According to these guys' detailed tear-down, that version string B4.04.27.1 matches this being a newer version with the OV538 USB chip (see photo above, unlike the older  B3.04.06.1 with an OV534 chip). The serial number on the base is S/N 8X0066138, and says it is a SLEH-00201 manufactured by Namtai for Sony.

So, driver time - this should work with the Macam PS3 Eye driver, although they do warn about high bandwidth needs. I tried both macam.0.9.2.dmg (the current release), and the latest development build macam-cvs-build-2009-09-25.zip (several years old - not a good sign for the project's health), and while they could capture still images at VGA resolution (640 x 480 pixels), there was no live video and when trying to record video the PS3 Eye made the macam app crash.

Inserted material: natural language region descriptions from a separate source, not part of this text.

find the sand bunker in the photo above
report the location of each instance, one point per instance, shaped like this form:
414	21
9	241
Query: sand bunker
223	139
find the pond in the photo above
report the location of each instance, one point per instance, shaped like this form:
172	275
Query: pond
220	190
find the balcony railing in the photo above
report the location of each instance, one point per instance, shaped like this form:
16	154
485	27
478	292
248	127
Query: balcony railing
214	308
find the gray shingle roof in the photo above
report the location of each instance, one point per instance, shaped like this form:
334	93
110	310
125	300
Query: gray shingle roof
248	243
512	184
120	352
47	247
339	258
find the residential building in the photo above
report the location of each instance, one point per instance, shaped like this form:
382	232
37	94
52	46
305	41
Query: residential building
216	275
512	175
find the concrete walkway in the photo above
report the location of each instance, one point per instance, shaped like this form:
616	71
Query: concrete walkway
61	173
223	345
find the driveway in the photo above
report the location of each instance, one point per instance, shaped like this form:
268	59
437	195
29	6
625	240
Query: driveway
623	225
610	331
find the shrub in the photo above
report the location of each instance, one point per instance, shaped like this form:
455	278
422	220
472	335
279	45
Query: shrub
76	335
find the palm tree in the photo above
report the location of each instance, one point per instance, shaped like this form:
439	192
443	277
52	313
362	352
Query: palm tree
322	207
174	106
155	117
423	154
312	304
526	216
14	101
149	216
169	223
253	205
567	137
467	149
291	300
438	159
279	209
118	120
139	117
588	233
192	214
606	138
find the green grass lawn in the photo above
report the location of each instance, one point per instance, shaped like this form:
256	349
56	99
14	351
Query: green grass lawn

This rules out using my nice light Mac laptop with the telescope and this camera :(

Linux Support OK

Linux includes drivers so this is very easy - it just works. However, on an older kernels the drivers are less functional (e.g. no choice of resolution or frame rate). The PS3 Eye camera even worked out of the box with Skype.

$ lsusb
... ID 1415:2000 Nam Tai E&E Products Ltd. or OmniVision Technologies, Inc. Sony Playstation Eye

However, wxAstroCapture didn't seen to recognise it. For now using guvcview gives some promising results in terms of control over gain/exposure.

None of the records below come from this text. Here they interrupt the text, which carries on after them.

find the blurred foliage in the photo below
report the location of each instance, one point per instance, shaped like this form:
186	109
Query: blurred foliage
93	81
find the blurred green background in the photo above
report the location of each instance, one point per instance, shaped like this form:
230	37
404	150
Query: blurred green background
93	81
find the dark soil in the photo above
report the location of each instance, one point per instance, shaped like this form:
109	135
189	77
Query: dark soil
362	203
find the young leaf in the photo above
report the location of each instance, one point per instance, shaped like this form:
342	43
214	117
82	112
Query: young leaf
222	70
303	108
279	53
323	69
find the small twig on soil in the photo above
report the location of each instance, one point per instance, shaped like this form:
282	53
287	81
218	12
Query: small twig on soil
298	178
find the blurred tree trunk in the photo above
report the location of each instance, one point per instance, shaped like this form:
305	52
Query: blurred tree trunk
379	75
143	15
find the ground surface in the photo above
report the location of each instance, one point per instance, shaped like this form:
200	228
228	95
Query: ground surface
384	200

Waiting for clear skies on a free evening... I'll update this post later.

The PS3 Eye's USB cable is almost exactly 2m long, quite useful for connecting a laptop to a camera on your telescope.


  1. So did this ever work?

    1. Work has been busy and it doesn't get properly dark here in summer (still a bluish sky at 10pm), so sadly I'm still waiting.

  2. hello i did the same thing and the best thing is if running under windows this camera has a really long shuttertime of 10sec for long exposure video! please look into this it really works im using it as a cheap but good guiding camera.